1) - Care must be taken when looking down the microscope that the illumination is not too bright as eye damage could be caused.
- Care when using microscope stains as some are harmful.
- Care when handling coverslips and microscope slides as broken glass could cut skin.
2) - A stain may be required to make the structures visible.
- Always start with the objective lens to make it easier to focus on the image, and avoid blurry images

Question 28

1) What is the enzyme that breaks down carbohydrates?
2) What is the enzyme that breaks down protein?
3) Explain why the breakdown of large molecules into smaller components is necessary for organisms

Answer 28

1) Carboydrase breaks down carbohydrates into simple sugars.
2) Protease breaks down protein into amino acids.
3) Organisms need to be able to break down large molecules into smaller components so that they can be absorbed into the bloodstream and into cells. This is so that they can be used for growth and other life processes.

Question 29

SB1b - Core Practical
1) Describe the steps should a person should take to focus the microscope
2) What is the equation to calculate the magnification?
3) Why are circles seen when looking through the microscope, and how can this be solved?

Answer 29

1) Place the slide on the stage and look through the eyepiece lens. Start with the lowest power objective lens. Stage in the highest position. Lower the stage until the image comes into focus. Switch to a higher magnification objective lens and refocus using the focusing wheel.
2) Magnification = image size/ real size
3) The circles are due to air bubbles.
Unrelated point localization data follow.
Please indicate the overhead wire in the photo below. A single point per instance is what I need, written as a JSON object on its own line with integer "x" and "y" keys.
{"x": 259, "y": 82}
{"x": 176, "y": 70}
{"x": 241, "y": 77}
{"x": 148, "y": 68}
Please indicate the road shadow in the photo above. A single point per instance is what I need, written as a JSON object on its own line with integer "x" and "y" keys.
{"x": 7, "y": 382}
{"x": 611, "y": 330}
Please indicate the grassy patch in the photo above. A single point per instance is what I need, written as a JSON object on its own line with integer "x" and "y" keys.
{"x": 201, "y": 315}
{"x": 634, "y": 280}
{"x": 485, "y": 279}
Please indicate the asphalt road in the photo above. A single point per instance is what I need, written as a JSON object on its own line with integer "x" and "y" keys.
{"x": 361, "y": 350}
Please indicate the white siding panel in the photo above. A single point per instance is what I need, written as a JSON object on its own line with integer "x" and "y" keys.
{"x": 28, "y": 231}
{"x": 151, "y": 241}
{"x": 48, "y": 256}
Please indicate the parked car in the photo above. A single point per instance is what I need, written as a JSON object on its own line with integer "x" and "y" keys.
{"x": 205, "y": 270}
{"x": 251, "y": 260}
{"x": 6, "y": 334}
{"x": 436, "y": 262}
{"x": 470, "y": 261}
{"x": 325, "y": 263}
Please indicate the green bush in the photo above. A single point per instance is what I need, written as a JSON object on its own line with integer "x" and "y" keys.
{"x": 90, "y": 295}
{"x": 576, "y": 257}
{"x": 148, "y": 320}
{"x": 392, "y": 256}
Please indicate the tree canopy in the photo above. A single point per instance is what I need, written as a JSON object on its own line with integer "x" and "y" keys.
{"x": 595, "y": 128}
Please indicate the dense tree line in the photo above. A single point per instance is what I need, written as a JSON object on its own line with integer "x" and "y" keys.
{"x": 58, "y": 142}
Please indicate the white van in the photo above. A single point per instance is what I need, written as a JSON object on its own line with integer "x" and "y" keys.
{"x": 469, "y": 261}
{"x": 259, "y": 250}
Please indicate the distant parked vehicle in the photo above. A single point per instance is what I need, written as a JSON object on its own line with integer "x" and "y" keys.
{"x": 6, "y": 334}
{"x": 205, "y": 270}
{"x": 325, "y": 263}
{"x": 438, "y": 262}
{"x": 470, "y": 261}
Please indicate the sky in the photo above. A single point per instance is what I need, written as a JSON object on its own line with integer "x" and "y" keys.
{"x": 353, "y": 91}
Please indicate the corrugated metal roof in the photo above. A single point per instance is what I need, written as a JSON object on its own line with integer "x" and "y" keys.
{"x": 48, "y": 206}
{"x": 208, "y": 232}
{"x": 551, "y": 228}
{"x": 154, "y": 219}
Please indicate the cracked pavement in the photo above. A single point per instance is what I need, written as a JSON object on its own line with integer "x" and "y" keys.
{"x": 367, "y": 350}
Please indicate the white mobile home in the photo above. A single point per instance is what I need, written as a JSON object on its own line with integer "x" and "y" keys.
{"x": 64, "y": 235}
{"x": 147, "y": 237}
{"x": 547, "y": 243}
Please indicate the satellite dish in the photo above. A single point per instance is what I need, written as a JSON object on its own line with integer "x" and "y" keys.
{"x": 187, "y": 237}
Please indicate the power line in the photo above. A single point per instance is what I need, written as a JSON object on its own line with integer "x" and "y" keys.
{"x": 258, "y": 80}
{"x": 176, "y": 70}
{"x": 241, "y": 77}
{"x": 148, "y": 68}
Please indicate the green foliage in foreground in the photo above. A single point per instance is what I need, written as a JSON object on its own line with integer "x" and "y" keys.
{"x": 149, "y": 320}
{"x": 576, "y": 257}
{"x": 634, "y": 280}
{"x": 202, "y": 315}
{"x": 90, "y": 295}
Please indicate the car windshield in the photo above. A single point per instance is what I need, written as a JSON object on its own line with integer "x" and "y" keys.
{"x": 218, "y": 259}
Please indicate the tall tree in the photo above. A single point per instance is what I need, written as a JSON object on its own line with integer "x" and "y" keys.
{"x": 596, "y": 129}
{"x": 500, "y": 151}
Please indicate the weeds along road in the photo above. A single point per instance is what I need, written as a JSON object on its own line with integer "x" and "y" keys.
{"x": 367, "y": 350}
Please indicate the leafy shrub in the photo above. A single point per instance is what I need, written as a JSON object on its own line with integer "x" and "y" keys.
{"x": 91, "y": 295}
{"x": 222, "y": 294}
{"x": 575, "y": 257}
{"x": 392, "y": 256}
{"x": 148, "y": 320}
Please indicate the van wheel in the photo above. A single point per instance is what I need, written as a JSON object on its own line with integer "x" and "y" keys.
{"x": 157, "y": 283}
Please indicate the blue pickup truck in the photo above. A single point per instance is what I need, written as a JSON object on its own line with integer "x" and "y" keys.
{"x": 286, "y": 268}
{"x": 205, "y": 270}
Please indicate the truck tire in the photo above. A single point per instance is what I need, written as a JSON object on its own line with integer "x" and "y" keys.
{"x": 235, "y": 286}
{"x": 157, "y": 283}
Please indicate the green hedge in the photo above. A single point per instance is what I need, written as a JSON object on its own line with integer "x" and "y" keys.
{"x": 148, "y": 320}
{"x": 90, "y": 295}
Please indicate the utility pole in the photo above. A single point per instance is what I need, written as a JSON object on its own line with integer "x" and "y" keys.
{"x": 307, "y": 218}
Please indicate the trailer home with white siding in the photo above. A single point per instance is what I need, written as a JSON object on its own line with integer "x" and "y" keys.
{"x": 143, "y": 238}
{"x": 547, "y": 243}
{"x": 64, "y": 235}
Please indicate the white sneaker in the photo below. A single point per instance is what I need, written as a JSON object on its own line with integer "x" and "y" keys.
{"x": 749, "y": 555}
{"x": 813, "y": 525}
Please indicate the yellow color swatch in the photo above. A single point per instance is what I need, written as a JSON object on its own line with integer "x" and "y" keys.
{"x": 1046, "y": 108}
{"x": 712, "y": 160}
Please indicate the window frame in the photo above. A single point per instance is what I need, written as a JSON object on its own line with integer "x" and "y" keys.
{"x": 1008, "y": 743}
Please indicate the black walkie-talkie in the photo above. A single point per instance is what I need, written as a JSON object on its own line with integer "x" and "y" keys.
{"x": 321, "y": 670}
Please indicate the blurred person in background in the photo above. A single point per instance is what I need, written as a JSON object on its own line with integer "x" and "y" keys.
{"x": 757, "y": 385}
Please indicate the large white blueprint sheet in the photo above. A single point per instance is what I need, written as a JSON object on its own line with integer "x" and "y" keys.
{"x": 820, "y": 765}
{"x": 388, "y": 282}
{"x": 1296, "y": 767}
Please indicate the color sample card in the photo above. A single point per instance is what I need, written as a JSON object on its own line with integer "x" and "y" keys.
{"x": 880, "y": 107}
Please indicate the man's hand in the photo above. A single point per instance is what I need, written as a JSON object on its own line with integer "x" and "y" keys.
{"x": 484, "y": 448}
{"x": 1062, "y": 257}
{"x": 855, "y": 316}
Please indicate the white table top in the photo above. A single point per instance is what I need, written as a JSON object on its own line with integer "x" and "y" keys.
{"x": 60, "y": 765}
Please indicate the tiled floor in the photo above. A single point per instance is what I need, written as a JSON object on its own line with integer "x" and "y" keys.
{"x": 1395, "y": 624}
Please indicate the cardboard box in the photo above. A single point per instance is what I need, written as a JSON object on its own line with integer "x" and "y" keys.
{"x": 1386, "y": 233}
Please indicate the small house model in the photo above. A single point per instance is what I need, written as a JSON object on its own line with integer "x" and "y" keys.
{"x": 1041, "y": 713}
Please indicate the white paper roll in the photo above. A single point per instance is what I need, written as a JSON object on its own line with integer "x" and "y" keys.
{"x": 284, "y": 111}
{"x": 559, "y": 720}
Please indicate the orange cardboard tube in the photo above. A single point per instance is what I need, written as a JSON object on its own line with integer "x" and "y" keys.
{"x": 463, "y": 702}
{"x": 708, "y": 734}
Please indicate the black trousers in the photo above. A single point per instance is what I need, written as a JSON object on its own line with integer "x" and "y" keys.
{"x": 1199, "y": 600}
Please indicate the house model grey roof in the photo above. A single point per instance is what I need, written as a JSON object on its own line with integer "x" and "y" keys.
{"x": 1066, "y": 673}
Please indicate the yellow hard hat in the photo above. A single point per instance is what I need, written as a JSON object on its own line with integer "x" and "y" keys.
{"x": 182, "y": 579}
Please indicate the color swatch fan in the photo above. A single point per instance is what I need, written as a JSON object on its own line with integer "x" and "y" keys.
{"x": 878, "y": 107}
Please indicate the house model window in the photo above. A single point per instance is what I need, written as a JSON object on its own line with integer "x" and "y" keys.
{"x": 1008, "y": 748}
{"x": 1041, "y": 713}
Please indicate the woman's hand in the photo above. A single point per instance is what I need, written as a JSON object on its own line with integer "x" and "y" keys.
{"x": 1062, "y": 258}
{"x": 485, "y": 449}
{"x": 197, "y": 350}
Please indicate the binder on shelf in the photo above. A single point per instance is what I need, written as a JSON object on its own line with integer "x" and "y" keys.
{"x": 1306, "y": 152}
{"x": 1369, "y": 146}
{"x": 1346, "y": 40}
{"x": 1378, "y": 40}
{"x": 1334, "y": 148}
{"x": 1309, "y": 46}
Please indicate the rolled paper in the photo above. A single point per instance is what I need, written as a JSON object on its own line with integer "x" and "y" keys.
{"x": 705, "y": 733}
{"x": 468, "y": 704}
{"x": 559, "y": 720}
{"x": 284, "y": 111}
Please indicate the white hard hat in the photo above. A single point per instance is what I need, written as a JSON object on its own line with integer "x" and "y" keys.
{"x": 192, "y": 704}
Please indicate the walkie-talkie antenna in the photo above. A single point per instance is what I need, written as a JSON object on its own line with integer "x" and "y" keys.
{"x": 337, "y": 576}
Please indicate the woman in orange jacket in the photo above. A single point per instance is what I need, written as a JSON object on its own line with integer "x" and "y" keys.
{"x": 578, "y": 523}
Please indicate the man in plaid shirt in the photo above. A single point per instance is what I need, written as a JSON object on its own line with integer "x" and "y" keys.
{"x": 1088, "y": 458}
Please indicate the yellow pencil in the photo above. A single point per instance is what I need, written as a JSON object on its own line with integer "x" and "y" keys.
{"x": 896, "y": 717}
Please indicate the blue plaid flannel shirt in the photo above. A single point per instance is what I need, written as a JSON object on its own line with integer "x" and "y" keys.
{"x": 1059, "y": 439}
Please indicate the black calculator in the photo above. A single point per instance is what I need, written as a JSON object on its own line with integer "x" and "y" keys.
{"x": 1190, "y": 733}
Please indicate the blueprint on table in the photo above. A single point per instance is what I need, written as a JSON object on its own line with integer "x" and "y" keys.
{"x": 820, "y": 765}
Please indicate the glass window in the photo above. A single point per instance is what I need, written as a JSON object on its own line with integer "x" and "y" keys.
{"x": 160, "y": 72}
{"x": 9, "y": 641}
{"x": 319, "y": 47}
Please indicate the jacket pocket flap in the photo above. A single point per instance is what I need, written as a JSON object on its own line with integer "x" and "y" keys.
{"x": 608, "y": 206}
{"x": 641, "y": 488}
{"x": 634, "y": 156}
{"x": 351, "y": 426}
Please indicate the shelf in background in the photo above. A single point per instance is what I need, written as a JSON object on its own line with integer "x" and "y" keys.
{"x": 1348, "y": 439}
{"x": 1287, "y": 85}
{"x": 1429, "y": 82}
This can be solved by lowering the coverslip more slow and carefully.

Question 30

SB1f
1) Give two advantages of knowing what compounds are in a food
2) Define qualitative
3) Define quantitative

Answer 30

1) In case of food allergies, and dietary information so people can make informed choices about what they are eating.
2) Qualitative: data that is descriptive or categorical.
3) Quantitative: data that is numerical or a measurement.

Question 31

1) What is the purpose of the coverslip?
2) Explain why a small slice of an organism is used when viewing it under a microscope, instead of the whole tissue or organism (such as a whole leaf)

Answer 31

1) To keep the specimen flat, to keep the specimen in place, to protect the objective lens, and protect the specimen.
2) The entire organism or tissue (such as a leaf) is too thick. An entire organism would not allow light to shine through it, to enable the cells to be identified.